To detect a nucleic acid (target nucleic acid) two can be used for this Nucleic acid specific oligonucleotides as probes with two different fluorescent dyes are marked, the Emission spectrum of one dye with the absorption spectrum of the other Dye overlaps. The probes are selected so that they Hybridization to one and the same nucleic acid in spatial proximity lie to each other. This will create a Fluorescence resonance energy transfer (FRET, Förster resonance energy transfer), d. H. a radiationless Energy transfer, from one fluorophore (donor fluorophore) to another (Acceptor fluorophores) possible. Subsequently, the donor becomes selective excited, its emission in turn stimulates the acceptor fluorophores. The Emission of the acceptor fluorophores can then be detected.

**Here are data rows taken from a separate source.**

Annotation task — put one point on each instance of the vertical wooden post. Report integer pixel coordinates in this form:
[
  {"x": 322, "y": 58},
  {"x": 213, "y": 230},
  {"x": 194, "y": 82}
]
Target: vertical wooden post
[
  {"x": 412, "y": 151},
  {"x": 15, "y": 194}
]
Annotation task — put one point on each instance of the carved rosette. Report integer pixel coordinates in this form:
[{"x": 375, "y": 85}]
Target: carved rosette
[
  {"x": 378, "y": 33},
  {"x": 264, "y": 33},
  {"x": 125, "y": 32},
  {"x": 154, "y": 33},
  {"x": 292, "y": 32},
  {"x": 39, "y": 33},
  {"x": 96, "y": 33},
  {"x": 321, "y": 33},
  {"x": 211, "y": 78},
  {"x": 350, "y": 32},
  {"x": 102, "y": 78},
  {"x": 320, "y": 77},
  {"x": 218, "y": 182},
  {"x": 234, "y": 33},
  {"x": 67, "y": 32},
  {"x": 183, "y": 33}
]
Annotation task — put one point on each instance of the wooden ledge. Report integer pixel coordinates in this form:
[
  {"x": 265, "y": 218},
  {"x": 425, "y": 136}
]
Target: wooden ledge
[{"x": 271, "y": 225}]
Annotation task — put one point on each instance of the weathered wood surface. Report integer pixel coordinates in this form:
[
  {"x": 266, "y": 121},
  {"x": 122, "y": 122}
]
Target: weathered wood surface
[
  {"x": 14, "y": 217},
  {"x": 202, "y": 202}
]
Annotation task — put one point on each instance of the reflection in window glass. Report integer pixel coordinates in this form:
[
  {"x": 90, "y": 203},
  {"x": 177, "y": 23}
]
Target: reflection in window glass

Proof of hybridization - and thus indirectly proof of target - Nucleic Acid - by detecting acceptor fluorescence after one selective excitation of the donor fluorophores enables a nucleic acid specific detection also in situ, d. H. also inside the cell. This The method has the advantage that the acceptor fluorescence only after one in fact, both probes were hybridized by the donor emission can be stimulated. In contrast, does not find any hybridization or that Hybridization instead of only one probe, the acceptor fluorescence is not through the selective excitation of the donor fluorophores can be excited. So that - that in in situ hybridization - washing out unbound probes - superfluous. The detection according to the invention thus becomes highly specific.

The method according to the invention can identify target cells serve. For this purpose, a specific one for the target cell can be used as the target nucleic acid expressed mRNA can be selected. The specific for the target mRNA Probes can be used, for example, with fluorescein as the donor fluorophore and with Rhodamine be labeled as an acceptor fluorophore. This approach is suitable for the identification of fetal cells in maternal blood.

In further possible embodiments, the "fluorophore pairs" listed in Table 1 below can be used:

An excitation emission spectroscopy (AES) can then be used specific FRET can be detected in a cell suspension and thus the clear detection of the target cells. Can advantageously a cell suspension in a cuvette in the Excitation emission spectrometers are analyzed. The suggestion is made by, for example a xenon light source with excitation monochromator or alternatively by suitable lasers (e.g. argon lasers for fluorescein excitation). The emission can by a CCD camera with upstream Detection monochromator to be analyzed.

An FRET can be in an alternative embodiment of the The inventive method also in the fluorescence microscope (z. B. Axiovert 135, Zeiss) a suitable filter combination of an excitation filter and a Emission filters are examined. Individual cells can thus Microscope based on acceptor fluorescence after selective donor excitation be identified.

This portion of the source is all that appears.